Korean & Cold War Issues
The Korean and Cold War accounting missions are best characterized by their diverse issues. Each of these facets is being pursued independently, while keeping a sharp eye on the overall picture. An overarching matter has been time lost by one-Administration- after-another’s policies that link the humanitarian nature of the mission with unrelated political concerns.
* U.S. Servicemen’s Remains Recovery and Identification - This multifaceted issue carries the most hope for the greatest number of families. More than 7500 U.S. servicemen are still missing; over 5000 sets of remains are believed to be waiting inside the DPRK.
What Needs to be Done – Joint U.S./D.P.R.K. remains recovery operations (JROs), ended in 2005, need to be reinstated and then sustained until the mission is completed.
A critical step in this direction will require diplomatic negotiations that establish the accounting mission as humanitarian policy within the U.S. administration; distinct from contentious political issues arising between the two nations.
* Air Losses Over North Korea – Crash sites for six hundred U.S. aircraft are spread across North Korea. Nine hundred missing U.S. airmen are associated with these losses. Some of these men were seen alive in enemy hands then never heard from again.
What Needs to be Done – Negotiate access to known crash sites inside the DPRK.
Small investigative teams need to visit nearby villages and gather information on what became of crew members from downed aircraft in their area. This information will guide recovery operations and help determine what happened to missing airmen.
* Last Seen Alive Reports – Documented reports from multiple sources show that American P.O.W.s remained in captivity following the Korean War, into the Cold War, and were never returned.

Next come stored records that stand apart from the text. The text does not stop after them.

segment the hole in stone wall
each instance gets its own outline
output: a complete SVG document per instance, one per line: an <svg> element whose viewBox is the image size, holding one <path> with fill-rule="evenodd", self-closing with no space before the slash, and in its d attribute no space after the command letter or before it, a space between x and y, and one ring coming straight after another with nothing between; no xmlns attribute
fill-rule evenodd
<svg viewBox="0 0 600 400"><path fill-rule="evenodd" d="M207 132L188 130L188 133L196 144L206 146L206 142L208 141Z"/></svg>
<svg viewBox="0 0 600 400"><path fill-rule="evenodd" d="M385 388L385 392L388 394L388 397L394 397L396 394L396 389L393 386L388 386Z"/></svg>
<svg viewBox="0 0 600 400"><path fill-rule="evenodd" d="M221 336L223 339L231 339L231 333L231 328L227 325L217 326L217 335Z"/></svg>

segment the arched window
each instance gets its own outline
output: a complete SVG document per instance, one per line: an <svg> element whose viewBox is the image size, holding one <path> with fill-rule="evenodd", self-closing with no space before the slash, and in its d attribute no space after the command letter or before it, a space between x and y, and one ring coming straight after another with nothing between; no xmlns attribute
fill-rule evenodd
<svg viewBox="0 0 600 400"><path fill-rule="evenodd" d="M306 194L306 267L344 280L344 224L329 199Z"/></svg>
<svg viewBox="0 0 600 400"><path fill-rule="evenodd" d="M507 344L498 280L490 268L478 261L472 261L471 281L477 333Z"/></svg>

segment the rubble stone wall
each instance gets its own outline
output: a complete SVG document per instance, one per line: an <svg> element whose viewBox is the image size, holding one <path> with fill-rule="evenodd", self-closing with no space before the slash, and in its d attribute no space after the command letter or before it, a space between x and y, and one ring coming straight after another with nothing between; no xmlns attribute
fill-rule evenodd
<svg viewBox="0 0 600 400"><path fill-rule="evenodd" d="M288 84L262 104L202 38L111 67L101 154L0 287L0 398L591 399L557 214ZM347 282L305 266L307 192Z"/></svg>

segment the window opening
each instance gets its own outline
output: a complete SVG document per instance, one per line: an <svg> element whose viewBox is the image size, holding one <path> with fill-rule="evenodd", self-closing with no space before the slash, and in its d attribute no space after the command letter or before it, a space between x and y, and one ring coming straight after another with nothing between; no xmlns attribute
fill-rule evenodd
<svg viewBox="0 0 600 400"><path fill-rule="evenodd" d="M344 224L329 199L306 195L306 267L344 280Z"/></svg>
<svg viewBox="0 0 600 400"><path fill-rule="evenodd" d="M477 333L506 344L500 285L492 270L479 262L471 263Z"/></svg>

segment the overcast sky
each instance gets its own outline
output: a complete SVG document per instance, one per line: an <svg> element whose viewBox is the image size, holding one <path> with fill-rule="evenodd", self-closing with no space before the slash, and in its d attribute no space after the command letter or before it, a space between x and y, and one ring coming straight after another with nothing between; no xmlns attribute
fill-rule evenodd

What Needs to be Done: Access multinational historical archives and U.S. air loss sites inside the DPRK
Former Soviet Union archives, Chinese Korean War P.O.W. camp records, and U.S. air loss sites inside North Korea likely hold information on the fate of missing U.S. servicemen known to be captive at the end of the War. Access to these records needs to be expanded and maintained, independent of unrelated issues between the nations.
* Declassification of U.S. Documents – Numerous historical intelligence reports, P.O.W. debriefings and other documents containing information on missing Americans remain classified by U.S. agencies.
What Needs to be Done: Declassify and release these records
Comprehensive legislation is needed that mandates the release of these records.
* One hundred twenty-six American servicemen remain unaccounted for from U.S. military and civilian air losses during the Cold War, WWII through the Korean War, Cold War, Vietnam War and Afghanistan.
What Needs to be Done: Access relevant archives of China and the former Soviet Union
The U.S./Russia Joint Commission, formed to pursue records held by both nations regarding the fate of missing servicemen from all modern conflicts (including Americans reportedly transferred to the former Soviet Union) is a major resource for learning what happened to these men. Records in China’s archives may also hold critical files on U.S. air losses along that country’s coast. Access to all relevant archives needs to be negotiated and continued on a humanitarian basis, independent of contentious relations between the nations.
We call upon the governments involved to pursue these humanitarian issues until the missing men are accounted for, and in the present frame of time, not a point to come in an unending future.